BIRA started in November 2019 and aims to challenge gender inequality by increasing women’s opportunities for income generation and their ability to make economic decisions. A total of 1,200 female caregivers will be supported to participate in small income generating activities (IGA), starting with the commercial production of chickens. They will form groups of 10 members each and sill all be trained in business management, including marketing, by the Zimbabwe Ministry of Industry, Commerce & Enterprise Development (MICED). The Ministry of Women’s Affairs, Gender & Community Development will train all the caregivers on internal savings and lending. Each group will make up a binding constitution signed by all members and further signed and stamped by the village head.

Each group will receive a starter pack of 50 day-old chicks, 200g of stock feed and 250mg of stress pack. The groups will save the money they make and members will access loans and share out profits as specified in their respective constitutions. Members will invest the borrowed funds in their individual IGAs, and the profit they make will go towards meeting household needs. All the groups will be registered by MICED and the registration will give them access to sell their products to formal markets.

100 young women will be funded to attend vocational training college in Murambinda.

The baseline survey has shown that the current average income of female-led households in the district is US$ 8 per month. The 1,200 places in the BIRA programme are already oversubscribed and CARC will give priority to caregivers who are looking after children registered with CARC.

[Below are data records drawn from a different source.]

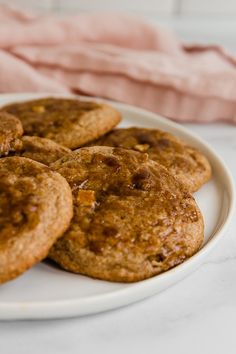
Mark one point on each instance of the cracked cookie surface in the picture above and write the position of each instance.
(35, 209)
(188, 164)
(132, 218)
(39, 149)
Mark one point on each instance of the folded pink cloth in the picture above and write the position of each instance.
(117, 57)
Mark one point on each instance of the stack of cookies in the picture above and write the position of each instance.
(112, 204)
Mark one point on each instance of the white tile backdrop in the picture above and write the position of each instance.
(209, 21)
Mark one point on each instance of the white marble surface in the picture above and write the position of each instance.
(195, 316)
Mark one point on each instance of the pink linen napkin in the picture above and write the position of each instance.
(117, 57)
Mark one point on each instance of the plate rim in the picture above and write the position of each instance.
(24, 308)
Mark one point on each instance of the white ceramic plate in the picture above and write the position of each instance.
(47, 292)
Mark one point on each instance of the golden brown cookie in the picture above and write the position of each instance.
(186, 163)
(132, 218)
(39, 149)
(10, 131)
(35, 209)
(69, 122)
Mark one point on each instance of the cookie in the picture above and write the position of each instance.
(10, 131)
(35, 209)
(132, 218)
(39, 149)
(69, 122)
(186, 163)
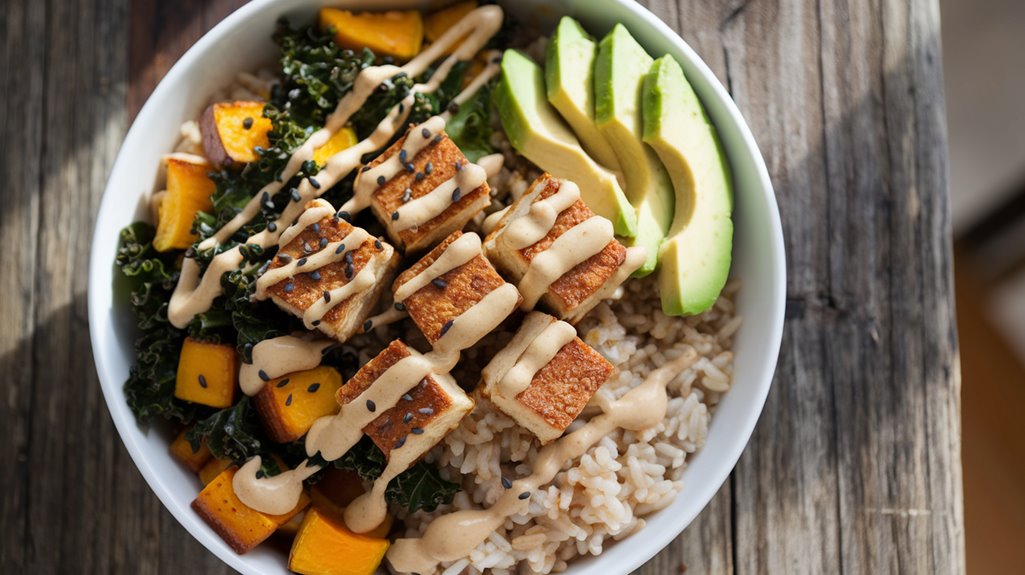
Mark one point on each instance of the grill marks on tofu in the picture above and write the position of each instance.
(545, 376)
(422, 416)
(370, 262)
(574, 293)
(446, 293)
(433, 167)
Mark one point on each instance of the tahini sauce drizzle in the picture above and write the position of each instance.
(194, 294)
(455, 535)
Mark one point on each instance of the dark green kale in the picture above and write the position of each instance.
(150, 278)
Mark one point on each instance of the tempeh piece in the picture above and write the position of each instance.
(545, 376)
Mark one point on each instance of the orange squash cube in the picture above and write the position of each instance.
(241, 527)
(397, 34)
(345, 137)
(232, 132)
(188, 192)
(207, 373)
(289, 405)
(325, 546)
(181, 450)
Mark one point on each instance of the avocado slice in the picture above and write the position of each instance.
(695, 257)
(569, 77)
(536, 131)
(619, 71)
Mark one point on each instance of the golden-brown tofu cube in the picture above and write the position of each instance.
(558, 392)
(436, 306)
(577, 291)
(289, 405)
(241, 527)
(425, 414)
(308, 286)
(437, 163)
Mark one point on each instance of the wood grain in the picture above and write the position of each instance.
(855, 464)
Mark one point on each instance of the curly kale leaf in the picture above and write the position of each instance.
(151, 277)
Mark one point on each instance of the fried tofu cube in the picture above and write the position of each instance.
(437, 305)
(306, 285)
(325, 546)
(182, 451)
(558, 391)
(438, 163)
(289, 405)
(577, 291)
(207, 373)
(424, 415)
(241, 527)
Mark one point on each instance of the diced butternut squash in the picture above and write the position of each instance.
(212, 468)
(241, 527)
(325, 546)
(345, 137)
(289, 405)
(181, 450)
(207, 373)
(233, 130)
(189, 191)
(397, 34)
(438, 23)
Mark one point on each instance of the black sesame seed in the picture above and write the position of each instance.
(447, 326)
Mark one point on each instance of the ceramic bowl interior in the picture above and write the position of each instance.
(242, 42)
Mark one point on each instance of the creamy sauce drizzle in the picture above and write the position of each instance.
(453, 536)
(195, 294)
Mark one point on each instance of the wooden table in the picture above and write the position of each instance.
(855, 466)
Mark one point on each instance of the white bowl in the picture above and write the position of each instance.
(242, 42)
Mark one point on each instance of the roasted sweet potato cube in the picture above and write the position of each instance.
(289, 405)
(423, 415)
(207, 373)
(306, 287)
(397, 34)
(182, 451)
(436, 306)
(439, 162)
(188, 193)
(325, 546)
(558, 392)
(576, 292)
(241, 527)
(232, 132)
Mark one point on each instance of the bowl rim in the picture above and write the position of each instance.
(100, 258)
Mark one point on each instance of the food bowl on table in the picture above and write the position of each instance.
(241, 43)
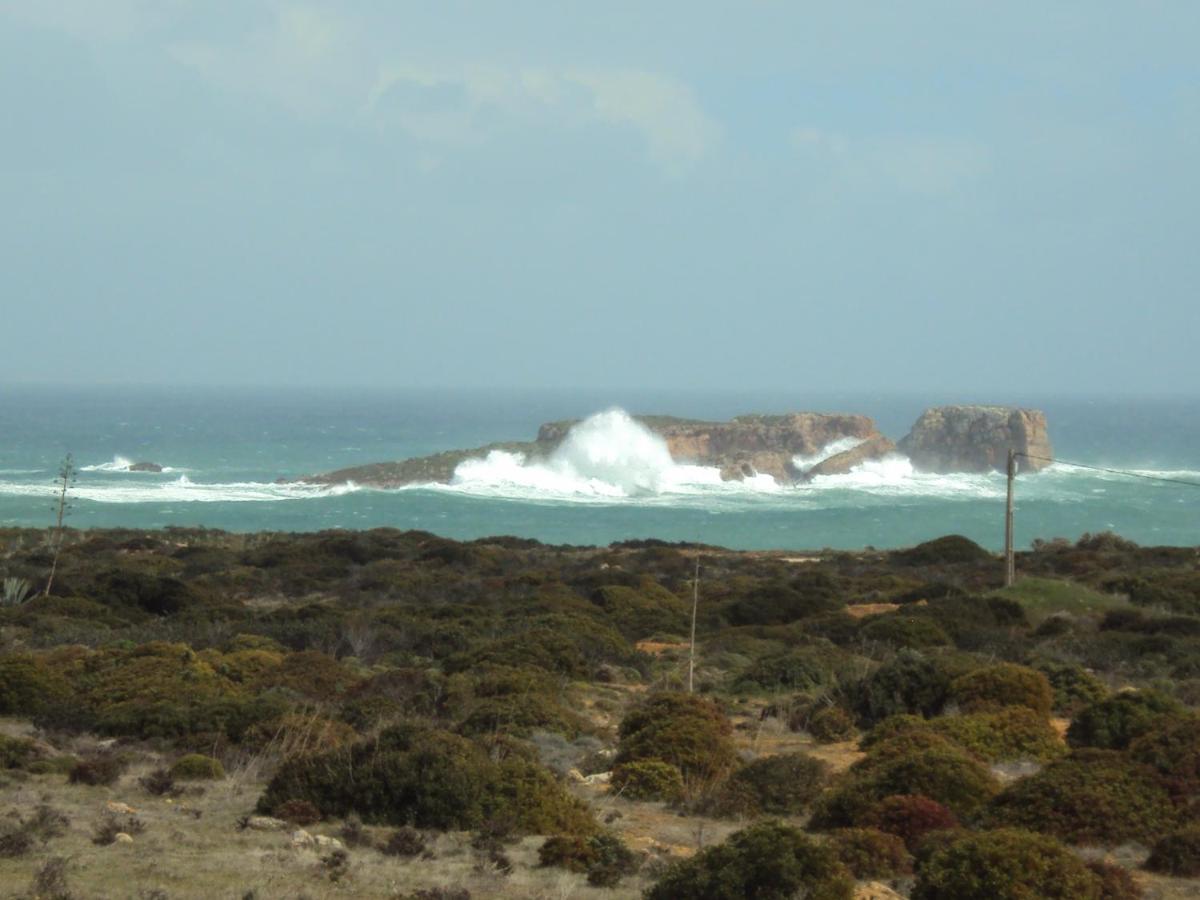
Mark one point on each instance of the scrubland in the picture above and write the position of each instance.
(197, 714)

  • WATF funding will end in June 2021 and the Danes have indicated that irrespective of the merits of the project it is unlikely that CISU will continue it.
  • BIRA funding will end in September 2021 but there may a possibility of a Phase 2.
  • Funders are increasingly requiring future funding bids to come from consortia rather than individual projects. CARC has a good working partnership with Rujeko, a South Africa / Zimbabwe NGO operating in the same field, but currently has a strained relationship with Africaid, a Zimbabwean NGO which from small beginnings currently receives major funding to operate at national level in 6 countries. A meeting is planned between CARC and Africaid to sort out how the two will work together in the future.
  • Boys and young men are not included in the BIRA programme although at present slightly more than 505 of the CARC children are boys.

Mrs. Natale endured several months of working at half salary when there were delays in delivering the BIRA funding. She and her team, who are all volunteers apart from Mr. Mativenga and the 12 teenage CATS (Community Adolescent Treatment Supporters, who receive an allowance of US$25 per month) are to be massively congratulated on the current success of CARC, particularly the level of integration with Government and existing district structures and services, which both increase and embed the work that can be done.